Эрнест Пепин - Танго ненависти
Значительно раньше, чем его сверстники, он покинул жалкую лачугу своей мамаши и отправился познавать большой мир. Он перебивался случайными заработками, преодолевая неудачу за неудачей. Измерив длину всех улиц в своем городке, он тайно пробрался на корабль, перевозивший бананы, и отправился в Париж, твердо решив проделать еще одну дыру в этом гигантском сыре. И он прогрыз свою дыру, после чего загремел в тюрягу, где открыл для себя бесконечность человеческих душ и характеров. Тюрьма стала его первым университетом, в котором он изучил изнанку человеческих нравов, познакомился с самыми черными мыслями, столкнулся с обманом, трусостью, гордыней и с другими низостями, что таятся в этом крошечном мешке с костями, называемом «человеком». Он встретил также людей блистательного ума, с характерами твердыми, как сталь, обладающими удивительной силой и не признающих ни веру, ни закон. Он понял, что все опирается на силу и тот, у кого нет силы сильных, вынужден страдать или изобретать свою собственную придуманную силу. К концу заключения Бете стал блестящим комедиантом, умеющим посмеяться над собой. Он вышел из тюрьмы без единого франка в кармане, но с кучей идей в голове. Он решил стать артистом и выплеснул в песни весь свой опыт иммигранта и собирателя оскорблений.
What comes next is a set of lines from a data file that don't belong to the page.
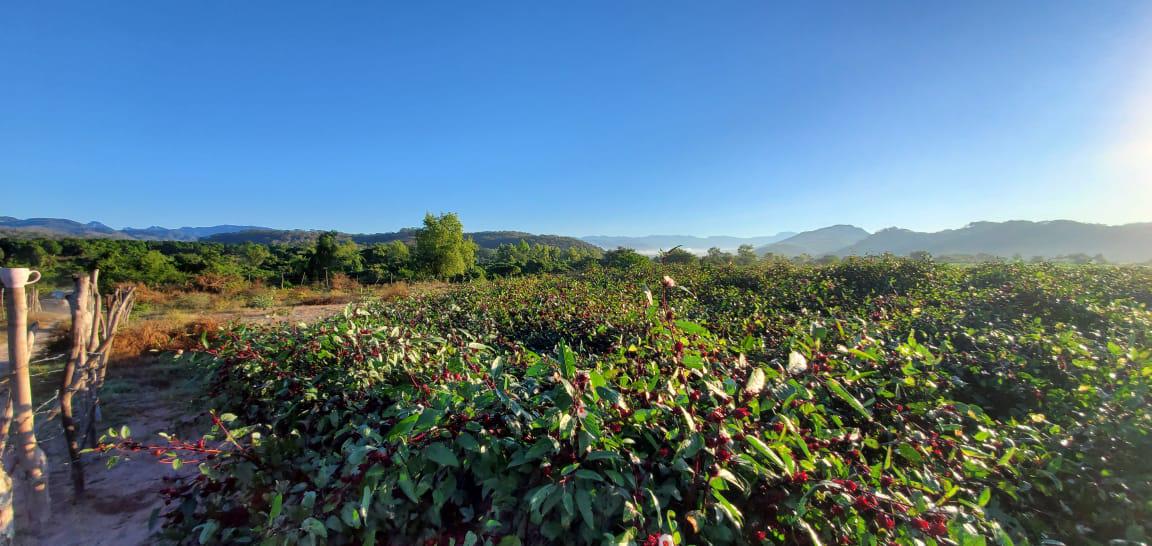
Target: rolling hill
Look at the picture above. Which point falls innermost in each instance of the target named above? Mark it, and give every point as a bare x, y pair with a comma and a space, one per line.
229, 234
817, 242
654, 243
1128, 243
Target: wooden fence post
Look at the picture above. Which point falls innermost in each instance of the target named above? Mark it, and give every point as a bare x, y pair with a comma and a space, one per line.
31, 471
74, 374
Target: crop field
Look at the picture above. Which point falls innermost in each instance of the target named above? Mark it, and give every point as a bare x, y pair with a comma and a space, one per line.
874, 401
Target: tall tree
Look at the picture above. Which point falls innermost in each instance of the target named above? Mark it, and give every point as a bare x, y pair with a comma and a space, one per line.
333, 256
441, 249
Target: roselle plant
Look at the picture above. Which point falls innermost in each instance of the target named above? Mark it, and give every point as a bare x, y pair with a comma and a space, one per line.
877, 401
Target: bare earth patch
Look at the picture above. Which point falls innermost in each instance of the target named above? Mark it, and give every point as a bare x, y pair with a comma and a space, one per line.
148, 395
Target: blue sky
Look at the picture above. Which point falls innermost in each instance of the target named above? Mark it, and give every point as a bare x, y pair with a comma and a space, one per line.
737, 118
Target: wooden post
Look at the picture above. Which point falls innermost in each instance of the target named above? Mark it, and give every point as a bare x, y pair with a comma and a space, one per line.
7, 525
74, 374
31, 471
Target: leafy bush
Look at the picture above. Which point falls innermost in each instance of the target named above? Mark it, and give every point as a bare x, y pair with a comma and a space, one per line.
879, 401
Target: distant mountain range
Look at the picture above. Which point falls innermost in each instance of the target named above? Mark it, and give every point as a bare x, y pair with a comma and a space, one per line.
57, 227
61, 228
652, 244
817, 242
1128, 243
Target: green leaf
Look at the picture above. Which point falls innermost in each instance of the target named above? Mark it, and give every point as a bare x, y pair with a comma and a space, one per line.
755, 384
985, 497
691, 328
315, 528
764, 449
839, 391
441, 455
729, 510
278, 502
207, 530
567, 361
402, 426
584, 503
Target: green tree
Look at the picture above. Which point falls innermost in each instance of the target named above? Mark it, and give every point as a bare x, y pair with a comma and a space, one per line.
677, 256
745, 255
441, 249
331, 255
623, 258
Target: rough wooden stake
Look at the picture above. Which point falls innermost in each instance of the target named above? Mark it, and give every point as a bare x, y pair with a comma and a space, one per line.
74, 374
31, 472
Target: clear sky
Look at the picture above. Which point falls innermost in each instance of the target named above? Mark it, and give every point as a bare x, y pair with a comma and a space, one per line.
580, 118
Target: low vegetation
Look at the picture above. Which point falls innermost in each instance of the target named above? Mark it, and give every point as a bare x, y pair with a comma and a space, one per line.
872, 401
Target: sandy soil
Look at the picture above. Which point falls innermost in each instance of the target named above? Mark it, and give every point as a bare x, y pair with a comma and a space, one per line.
118, 502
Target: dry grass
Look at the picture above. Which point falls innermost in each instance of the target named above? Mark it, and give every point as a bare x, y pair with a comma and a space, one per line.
172, 334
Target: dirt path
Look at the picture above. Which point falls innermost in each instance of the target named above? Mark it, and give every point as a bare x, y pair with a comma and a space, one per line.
150, 395
118, 502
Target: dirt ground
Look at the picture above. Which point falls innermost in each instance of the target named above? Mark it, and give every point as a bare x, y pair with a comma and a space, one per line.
148, 395
118, 502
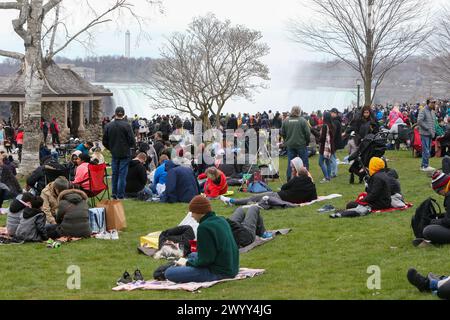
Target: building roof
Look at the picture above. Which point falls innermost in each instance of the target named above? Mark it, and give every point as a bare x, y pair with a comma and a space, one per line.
60, 84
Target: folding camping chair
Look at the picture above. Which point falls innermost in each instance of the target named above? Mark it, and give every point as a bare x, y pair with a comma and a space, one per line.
98, 183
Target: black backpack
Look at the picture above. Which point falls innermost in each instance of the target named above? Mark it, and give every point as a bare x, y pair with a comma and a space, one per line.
423, 216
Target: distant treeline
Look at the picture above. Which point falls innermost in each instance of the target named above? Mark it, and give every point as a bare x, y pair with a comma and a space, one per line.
107, 68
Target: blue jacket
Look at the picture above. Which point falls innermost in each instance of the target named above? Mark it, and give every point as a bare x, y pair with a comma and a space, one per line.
160, 176
181, 184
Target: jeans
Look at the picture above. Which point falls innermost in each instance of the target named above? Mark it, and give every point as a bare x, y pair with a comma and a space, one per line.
180, 274
426, 150
334, 167
119, 176
325, 165
294, 153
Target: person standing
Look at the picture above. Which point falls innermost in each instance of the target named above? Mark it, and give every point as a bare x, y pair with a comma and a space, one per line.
119, 139
296, 134
54, 131
337, 124
426, 121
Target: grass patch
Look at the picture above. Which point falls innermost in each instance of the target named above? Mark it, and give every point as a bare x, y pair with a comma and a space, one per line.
320, 259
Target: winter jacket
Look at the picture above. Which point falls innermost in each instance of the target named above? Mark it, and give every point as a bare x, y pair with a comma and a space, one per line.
299, 189
181, 184
216, 247
136, 178
32, 226
296, 133
379, 191
50, 202
426, 122
73, 214
118, 138
323, 137
181, 235
7, 177
214, 189
15, 212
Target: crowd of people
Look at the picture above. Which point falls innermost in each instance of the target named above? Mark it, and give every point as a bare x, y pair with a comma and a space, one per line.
153, 161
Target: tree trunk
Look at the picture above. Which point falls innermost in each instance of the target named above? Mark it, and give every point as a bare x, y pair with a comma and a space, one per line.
34, 84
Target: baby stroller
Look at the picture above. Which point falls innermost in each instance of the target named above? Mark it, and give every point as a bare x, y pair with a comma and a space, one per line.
373, 145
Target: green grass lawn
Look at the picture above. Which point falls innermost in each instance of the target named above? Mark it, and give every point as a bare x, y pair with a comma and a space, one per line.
320, 259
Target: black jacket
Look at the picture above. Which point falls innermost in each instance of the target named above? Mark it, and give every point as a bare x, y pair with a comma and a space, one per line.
118, 138
181, 235
379, 191
136, 178
299, 189
32, 226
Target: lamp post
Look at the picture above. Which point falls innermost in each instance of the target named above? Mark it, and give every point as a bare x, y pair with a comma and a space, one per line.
358, 84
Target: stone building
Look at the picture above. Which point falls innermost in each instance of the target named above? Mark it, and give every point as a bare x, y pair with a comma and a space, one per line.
76, 104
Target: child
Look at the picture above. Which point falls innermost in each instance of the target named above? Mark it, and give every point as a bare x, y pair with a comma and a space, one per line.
15, 212
32, 223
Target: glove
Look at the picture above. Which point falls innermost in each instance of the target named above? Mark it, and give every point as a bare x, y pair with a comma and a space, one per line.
181, 262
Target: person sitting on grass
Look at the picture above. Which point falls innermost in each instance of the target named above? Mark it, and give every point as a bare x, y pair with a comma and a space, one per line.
32, 224
15, 212
50, 195
137, 176
438, 285
82, 173
300, 189
217, 255
181, 184
72, 217
216, 183
438, 231
246, 225
378, 195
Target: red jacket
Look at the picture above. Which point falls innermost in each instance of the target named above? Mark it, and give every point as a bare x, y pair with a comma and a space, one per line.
213, 190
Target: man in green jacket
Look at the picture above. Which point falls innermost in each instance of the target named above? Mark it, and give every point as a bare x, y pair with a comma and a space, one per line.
296, 134
217, 255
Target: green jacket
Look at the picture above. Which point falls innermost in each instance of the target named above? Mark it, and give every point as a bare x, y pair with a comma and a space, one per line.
296, 133
216, 247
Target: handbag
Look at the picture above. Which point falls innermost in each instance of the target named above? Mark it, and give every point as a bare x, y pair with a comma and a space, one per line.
97, 220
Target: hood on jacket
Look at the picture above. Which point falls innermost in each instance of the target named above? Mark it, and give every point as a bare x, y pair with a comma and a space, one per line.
29, 213
73, 196
170, 165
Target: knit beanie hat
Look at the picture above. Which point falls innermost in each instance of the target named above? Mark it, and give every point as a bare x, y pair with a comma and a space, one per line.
439, 181
297, 163
200, 205
376, 164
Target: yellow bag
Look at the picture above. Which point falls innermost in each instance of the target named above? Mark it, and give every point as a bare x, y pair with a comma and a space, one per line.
151, 240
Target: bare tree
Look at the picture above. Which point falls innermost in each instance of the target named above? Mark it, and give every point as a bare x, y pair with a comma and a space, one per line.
200, 70
438, 46
30, 26
372, 37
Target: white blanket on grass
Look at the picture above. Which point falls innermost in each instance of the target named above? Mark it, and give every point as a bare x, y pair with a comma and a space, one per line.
244, 273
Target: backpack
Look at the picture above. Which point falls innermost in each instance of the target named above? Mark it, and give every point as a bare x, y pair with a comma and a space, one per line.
258, 187
423, 216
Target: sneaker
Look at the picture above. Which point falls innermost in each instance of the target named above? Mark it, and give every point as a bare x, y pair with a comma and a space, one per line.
103, 235
114, 235
126, 279
326, 208
267, 235
416, 279
138, 276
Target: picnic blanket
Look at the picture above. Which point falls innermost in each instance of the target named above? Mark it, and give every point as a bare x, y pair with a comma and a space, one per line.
260, 241
321, 198
4, 233
244, 273
408, 205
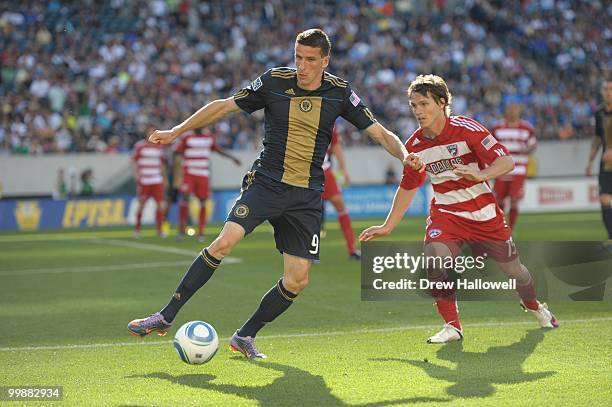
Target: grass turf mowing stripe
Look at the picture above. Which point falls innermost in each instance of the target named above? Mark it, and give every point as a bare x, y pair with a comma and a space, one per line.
304, 335
90, 269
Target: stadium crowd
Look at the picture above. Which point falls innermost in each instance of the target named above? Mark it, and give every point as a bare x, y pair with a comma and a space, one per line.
87, 76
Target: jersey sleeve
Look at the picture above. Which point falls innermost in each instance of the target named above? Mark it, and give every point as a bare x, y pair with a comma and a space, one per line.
412, 179
214, 146
485, 146
135, 153
252, 97
179, 147
355, 111
599, 131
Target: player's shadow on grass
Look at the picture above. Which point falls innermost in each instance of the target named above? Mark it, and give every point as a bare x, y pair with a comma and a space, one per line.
476, 372
294, 387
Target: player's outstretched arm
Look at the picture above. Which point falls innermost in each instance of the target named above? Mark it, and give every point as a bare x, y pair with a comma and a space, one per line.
223, 152
595, 146
205, 116
401, 202
388, 140
499, 167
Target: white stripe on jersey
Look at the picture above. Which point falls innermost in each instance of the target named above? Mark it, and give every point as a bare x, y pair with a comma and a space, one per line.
487, 213
468, 124
149, 161
151, 180
461, 195
449, 175
197, 152
198, 172
191, 163
438, 153
150, 171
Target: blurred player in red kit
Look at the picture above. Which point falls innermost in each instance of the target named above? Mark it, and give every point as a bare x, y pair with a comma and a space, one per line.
460, 156
194, 150
518, 137
149, 167
333, 193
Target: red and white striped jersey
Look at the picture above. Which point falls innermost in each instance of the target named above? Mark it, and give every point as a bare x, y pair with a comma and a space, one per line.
196, 149
517, 140
462, 141
327, 160
150, 160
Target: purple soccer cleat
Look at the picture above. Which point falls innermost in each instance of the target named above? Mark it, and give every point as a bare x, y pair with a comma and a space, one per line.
246, 346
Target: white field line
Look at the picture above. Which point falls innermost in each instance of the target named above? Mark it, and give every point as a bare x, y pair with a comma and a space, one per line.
140, 342
157, 248
119, 243
91, 269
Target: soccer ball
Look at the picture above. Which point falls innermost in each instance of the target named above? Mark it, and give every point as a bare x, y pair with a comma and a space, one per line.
196, 342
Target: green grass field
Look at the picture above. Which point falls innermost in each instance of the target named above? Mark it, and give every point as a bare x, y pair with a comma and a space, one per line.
66, 297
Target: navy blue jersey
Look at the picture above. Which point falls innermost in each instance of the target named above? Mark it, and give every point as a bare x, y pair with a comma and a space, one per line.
603, 130
299, 123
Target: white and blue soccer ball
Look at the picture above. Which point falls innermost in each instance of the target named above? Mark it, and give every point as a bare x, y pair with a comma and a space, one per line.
196, 342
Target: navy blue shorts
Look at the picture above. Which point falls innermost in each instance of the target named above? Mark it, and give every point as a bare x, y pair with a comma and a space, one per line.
294, 212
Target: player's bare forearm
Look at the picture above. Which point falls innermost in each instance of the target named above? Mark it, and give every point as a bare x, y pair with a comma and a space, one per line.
388, 140
339, 154
499, 167
595, 146
401, 201
206, 115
Немножко негритянского, немного обезьяньего и человек с кокосовых пальм посередине! Он так много страдал, что смог передать (не без доли юмора) все прожитое не только им самим, но и тысячами его братьев и сестер. За довольно короткий срок Бете познал успех, пьянящую власть денег и легкий хмель славы. Взгромоздясь на здоровенные каблуки, как на ходули, он обольщал то высокую блондинку, то стройную рыженькую, то манекенщицу-брюнетку и появлялся с ними в обществе, не задумываясь о том, как забавно выглядит подобная пара. Его наряды, один эксцентричнее другого, помогали создать образ эдакого негритянского царька, разряженного в кусочки радуги. Чем ярче переливались цвета, чем сильнее блестели ткани, чем затейливей был на них рисунок, тем лучше он себя чувствовал. Он струился, как разноцветный флаг на ветру. Он просто купался в многоцветье клетчатых тканей. Его головные уборы, соединившие в себе все культуры мира, неизменно притягивали взгляды прохожих, которых он пронзал жарким взором или окликал повелительным надтреснутым голосом. Окутанный восхищением, любовью, праздником, Бете пребывал в нирване.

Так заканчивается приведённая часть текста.